Now, despite California’s continuing leadership in high tech and entertainment, no one cites California as a model of good governance.  Instead, Dan Walters regularly flogs today’s politicians as craven tools of special interests who are “disconnected from reality.”  Walters almost always describes California politics as “dysfunctional” and warns of looming catastrophes that he almost always thinks are being “ignored.”

None of this diminishes his still excellent nose for news or his prolific output of commentary.  But it does color his increasingly predictable opinions.  Which brings us to his latest broadside.  Walters essentially dismisses Proposition 31, the “reform” package pushed not by a partisan faction or special interest group but California Forward (which Walters calls “a centrist amalgam of civic, political and cultural elites.”)

Walters gives short shrift to their sensible and overdue changes in how our state manages its finances.  He argues they will simply be circumvented by future Governors and Legislatures. All for naught, he argues, absent the drastic remaking of the entire structure he advocates.

I sympathize with his complaints.  But I question his solution.  Is California’s government any more “archaic” than the one set up back  in 1787  for the struggling United States?  That too has lots of problems, but I don’t hear many voices calling for its total overhaul.  There are a long line of critics who’ve dismissed incremental reforms like those in Proposition 31 because they aren’t “radical” enough.  But I wonder: who in California has the wisdom and ability to propose and enact the needed radical overhaul?  Elected delegates to a State Constitutional Convention?  A political figure who gets elected Governor to push through dramatic changes in our State Constitution like Hiram Johnson did 100 years ago?  A cranky newspaper columnist who will lay out the plan in several 600 word commentaries?

In his column on the futility of Proposition 31, Walters lays out his argument and his mantra: “California’s budget process is dysfunctional because its politics are dysfunctional. They are dysfunctional because an archaic structure does not and cannot reconcile the conflicting demands of a very large and very complex society.”  Let’s reverse that proposition.  Start with our “very large and very complex society.”  How exactly do we all agree on a new modern structure that will reconcile our conflicting demands?  And then how will we get it implemented despite a dysfunctional political environment?

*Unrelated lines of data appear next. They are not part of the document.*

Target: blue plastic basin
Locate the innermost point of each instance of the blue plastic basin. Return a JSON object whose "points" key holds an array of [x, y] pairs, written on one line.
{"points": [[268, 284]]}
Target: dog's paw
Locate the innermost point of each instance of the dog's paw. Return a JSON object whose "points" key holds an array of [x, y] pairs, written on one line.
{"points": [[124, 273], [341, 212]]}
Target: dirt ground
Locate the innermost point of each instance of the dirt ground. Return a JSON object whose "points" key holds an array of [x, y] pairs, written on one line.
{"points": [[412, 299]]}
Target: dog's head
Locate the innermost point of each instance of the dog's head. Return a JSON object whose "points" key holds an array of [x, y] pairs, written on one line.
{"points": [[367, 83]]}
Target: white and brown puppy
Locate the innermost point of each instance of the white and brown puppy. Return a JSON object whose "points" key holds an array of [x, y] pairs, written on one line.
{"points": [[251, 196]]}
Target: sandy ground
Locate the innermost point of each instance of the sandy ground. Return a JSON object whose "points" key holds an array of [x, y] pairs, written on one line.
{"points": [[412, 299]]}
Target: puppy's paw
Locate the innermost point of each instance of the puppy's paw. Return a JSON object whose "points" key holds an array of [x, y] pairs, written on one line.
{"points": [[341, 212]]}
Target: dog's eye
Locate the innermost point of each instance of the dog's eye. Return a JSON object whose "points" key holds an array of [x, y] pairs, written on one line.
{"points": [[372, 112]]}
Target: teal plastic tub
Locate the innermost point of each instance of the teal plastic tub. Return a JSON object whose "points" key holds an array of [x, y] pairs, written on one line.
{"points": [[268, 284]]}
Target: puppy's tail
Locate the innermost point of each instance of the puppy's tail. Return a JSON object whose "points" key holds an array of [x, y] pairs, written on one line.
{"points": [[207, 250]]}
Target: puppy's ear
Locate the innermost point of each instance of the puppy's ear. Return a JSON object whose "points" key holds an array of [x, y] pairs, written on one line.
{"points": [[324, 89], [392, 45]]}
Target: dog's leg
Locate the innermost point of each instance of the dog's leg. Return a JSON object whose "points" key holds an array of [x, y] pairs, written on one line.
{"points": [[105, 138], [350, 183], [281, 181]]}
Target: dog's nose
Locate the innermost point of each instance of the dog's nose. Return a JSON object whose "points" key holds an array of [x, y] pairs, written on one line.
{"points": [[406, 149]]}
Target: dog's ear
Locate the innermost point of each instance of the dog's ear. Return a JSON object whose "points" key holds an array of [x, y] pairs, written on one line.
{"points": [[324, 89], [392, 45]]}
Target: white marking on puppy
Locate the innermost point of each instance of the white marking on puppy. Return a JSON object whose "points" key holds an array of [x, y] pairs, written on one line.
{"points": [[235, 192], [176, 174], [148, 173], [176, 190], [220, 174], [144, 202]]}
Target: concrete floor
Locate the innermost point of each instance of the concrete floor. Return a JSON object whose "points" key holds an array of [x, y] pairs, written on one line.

I’m not a syndicated newspaper columnist.  Instead, as a City Manager, I hope to share my perspective on the very practical challenges of improving local government in my own city of Ventura, sometimes in the context of larger statewide challenges.  It’s not my role to analyze the pros and cons of Proposition 31 or to offer a prescription for overhauling State government.  Still, I worry about a very sound principle articulated memorably by UCLA’s great coach John Wooden: “Don’t let the perfect be the enemy of the good.”  We can all agree that California needs fixing.  Let’s not postpone overdue fiscal reforms until we can all agree on a sweeping overhaul of State government.  Starting over again from scratch worked back in Philadelphia in 1787. What are the chances that such an effort would succeed in Sacramento? Or that it is likely to happen anytime soon?

Rick Cole is the City Manager of Ventura.